To improve the quality of the data, the datasets were filtered using regular expressions.  



## License
The instruction/chat-tuned models are for research purposes only.
[LongLLaMA-Code 7B Instruct](https://huggingface.co/syzymon/long_llama_code_7b_instruct) is [LongLLaMA-Code 7B](https://huggingface.co/syzymon/long_llama_code_7b) tuned on [TIGER-Lab/MathInstruct](https://huggingface.co/datasets/TIGER-Lab/MathInstruct), [OpenOrca](https://huggingface.co/datasets/Open-Orca/OpenOrca), and [ShareGPT-Processed](https://huggingface.co/datasets/zetavg/ShareGPT-Processed) datasets.
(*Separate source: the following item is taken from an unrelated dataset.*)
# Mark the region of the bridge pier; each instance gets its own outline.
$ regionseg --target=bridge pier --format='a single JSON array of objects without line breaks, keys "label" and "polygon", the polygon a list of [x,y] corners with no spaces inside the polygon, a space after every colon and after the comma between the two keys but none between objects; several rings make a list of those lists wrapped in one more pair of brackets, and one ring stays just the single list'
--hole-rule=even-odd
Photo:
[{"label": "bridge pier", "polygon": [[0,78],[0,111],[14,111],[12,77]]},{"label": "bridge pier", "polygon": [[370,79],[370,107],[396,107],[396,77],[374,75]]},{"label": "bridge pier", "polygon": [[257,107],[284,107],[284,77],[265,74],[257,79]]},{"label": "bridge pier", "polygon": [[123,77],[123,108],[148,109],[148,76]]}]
Note that those datasets contain outputs from ChatGPT. See also the [codellama/CodeLlama-7b-hf](https://huggingface.co/codellama/CodeLlama-7b-hf) license.

## Acknowledgements
We gratefully acknowledge the TPU Research Cloud program, which was instrumental to our research by providing significant computational resources.